In the end, Ireland were comfortable but there were those moments in both matches when it seemed calamity had returned.

That it didn’t owes much to the structure and organisation Heimir Hallgrimsson has brought to the Irish team.

Last September, Ireland were booed off after losing to Greece. It’s too early to look at this as a story of redemption, but Hallgrimsson is slowly, and without overpromising, restoring belief. Since arriving he has predominantly experienced one end of the mood swing that passes for the well-balanced psyche of the Irish football family.

Now Ireland get ready for the autumn with a host of new conversations. How does Heimir squeeze his players in? Can Troy Parrott — the player who looks essential under Hallgrimsson — and Ferguson play together? Where will Finn Azaz, Sammie Szmodics and Chiedozie Ogbene play in this squad of all the talents? Will Ireland be better off facing Portugal with or without Ronaldo? Would we like to be based on the east or west coast of America in the summer of 2026?

The caution that this was only Bulgaria will count for nothing as those games approach. Ireland may have an abundance of riches or else they might have to find a team from a reduced squad which is usually the way for Ireland managers.

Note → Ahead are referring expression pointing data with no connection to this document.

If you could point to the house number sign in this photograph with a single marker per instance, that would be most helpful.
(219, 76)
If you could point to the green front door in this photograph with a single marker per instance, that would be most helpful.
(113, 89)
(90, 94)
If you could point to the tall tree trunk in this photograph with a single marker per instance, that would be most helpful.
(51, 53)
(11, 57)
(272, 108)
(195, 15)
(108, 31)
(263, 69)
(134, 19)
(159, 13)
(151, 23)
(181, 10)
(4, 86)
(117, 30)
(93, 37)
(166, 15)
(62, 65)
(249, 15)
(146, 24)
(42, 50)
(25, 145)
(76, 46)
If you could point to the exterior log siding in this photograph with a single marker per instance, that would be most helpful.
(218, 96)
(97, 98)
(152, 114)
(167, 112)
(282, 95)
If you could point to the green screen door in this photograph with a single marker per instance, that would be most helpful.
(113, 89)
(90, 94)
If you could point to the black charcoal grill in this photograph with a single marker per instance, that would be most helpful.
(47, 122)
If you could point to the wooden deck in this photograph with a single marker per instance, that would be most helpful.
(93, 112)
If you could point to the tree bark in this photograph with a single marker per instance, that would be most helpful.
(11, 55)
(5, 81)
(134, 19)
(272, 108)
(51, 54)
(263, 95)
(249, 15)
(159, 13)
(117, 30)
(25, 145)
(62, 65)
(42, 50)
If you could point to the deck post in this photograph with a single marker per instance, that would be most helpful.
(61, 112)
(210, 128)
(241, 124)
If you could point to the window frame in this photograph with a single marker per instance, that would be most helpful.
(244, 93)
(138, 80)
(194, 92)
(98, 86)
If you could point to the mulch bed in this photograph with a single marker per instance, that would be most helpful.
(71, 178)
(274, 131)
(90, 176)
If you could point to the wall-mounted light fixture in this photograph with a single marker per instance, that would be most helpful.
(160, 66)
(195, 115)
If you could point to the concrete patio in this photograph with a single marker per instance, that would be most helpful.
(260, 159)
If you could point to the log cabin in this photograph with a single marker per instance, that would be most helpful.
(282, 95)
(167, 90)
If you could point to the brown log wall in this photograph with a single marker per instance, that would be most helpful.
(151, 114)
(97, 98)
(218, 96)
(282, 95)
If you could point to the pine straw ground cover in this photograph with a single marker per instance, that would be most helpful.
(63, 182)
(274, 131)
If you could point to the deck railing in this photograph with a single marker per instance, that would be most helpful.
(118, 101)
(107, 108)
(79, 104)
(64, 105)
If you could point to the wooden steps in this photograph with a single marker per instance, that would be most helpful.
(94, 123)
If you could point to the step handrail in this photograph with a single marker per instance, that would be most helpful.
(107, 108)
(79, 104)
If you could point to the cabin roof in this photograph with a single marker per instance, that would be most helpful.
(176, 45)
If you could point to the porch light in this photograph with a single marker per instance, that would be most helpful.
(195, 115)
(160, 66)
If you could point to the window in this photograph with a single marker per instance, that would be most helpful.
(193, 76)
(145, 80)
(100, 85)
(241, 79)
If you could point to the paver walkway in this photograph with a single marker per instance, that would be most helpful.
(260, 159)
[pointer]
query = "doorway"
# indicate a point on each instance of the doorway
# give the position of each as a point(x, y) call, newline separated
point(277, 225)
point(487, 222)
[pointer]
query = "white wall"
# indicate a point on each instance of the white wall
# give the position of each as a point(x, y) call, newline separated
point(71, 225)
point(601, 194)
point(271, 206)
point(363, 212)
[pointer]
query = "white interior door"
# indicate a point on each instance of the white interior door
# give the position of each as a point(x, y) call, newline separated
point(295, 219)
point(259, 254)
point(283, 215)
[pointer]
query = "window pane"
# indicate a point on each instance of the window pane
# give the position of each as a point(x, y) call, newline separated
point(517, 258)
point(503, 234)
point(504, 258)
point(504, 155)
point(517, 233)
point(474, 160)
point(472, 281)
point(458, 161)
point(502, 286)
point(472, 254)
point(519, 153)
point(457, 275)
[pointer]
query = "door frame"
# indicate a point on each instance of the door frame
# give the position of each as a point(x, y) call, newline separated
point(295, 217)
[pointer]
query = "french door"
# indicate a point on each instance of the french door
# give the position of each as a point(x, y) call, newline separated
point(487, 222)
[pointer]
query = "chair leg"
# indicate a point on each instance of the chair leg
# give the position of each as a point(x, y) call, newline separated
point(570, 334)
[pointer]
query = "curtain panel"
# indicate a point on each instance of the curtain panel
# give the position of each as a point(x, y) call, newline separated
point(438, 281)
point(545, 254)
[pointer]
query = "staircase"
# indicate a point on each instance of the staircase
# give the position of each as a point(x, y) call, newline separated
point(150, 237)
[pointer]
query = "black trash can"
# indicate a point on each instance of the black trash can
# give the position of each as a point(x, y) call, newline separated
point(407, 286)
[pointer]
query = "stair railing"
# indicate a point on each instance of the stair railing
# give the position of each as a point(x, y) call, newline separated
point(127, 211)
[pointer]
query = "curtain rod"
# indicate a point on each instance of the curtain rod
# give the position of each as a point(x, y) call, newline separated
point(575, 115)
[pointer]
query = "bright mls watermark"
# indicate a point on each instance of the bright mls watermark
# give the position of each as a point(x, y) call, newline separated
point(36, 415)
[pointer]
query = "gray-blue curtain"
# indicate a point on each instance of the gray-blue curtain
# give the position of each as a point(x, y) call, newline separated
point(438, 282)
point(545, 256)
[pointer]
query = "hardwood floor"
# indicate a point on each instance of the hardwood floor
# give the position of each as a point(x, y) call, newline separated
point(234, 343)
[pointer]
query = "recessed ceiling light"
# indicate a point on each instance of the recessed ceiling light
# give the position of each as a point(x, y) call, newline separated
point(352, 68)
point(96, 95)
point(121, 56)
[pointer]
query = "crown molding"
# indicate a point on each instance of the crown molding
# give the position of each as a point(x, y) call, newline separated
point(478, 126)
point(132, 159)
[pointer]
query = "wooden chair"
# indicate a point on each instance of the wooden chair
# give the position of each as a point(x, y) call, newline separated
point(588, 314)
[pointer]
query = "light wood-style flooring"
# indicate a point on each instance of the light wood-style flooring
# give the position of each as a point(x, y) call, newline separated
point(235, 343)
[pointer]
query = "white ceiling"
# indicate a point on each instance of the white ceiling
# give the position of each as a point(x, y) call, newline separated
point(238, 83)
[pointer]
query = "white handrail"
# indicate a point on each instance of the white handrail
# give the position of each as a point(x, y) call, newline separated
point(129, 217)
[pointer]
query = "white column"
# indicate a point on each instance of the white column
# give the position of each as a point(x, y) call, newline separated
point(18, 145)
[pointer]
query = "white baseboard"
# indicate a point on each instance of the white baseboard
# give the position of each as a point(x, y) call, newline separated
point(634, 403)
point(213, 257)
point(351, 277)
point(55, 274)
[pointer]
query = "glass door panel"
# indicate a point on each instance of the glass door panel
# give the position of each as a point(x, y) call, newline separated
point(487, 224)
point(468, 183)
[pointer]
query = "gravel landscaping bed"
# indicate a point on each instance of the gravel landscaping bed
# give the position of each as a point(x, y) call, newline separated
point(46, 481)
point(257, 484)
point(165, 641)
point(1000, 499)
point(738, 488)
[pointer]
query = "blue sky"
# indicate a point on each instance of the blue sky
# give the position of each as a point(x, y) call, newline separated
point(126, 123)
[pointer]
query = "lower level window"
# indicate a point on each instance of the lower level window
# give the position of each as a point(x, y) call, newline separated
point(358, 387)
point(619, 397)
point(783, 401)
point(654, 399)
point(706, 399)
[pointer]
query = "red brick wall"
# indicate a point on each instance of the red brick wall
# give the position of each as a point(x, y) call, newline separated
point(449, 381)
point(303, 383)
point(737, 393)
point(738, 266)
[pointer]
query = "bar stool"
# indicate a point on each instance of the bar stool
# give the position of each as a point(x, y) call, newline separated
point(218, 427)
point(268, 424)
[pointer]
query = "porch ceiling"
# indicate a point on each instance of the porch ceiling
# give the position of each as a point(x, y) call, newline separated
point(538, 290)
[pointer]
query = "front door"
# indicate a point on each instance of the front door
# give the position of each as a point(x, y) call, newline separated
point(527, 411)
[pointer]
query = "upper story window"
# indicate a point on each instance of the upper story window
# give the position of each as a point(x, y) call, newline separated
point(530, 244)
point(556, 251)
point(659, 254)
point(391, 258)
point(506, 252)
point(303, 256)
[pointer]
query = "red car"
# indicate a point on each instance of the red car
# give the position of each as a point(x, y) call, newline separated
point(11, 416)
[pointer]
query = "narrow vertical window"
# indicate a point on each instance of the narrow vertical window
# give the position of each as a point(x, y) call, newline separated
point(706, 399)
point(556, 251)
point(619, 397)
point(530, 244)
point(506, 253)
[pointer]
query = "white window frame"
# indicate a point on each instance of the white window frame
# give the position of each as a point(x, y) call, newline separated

It is to be hoped that not everything rests with Ferguson. He may get an opportunity to develop in a more understated way now, even if that goal also showed all he is capable of.

Even the chance he missed could be viewed differently after the goal. It was possible to see an element of opportunism in what he did. Did he notice that Plamen Iliev was leaving too much space to his right? If Ferguson had placed the ball six inches further to the left that would have been the second when potential was restored.

Instead that opportunity came minutes later. It was a moment that said so much about the player. It said so much about all he could be. But what that is remains a mystery. Like so much in the story of Evan Ferguson, imagining all he can be is sometimes just another enemy of promise.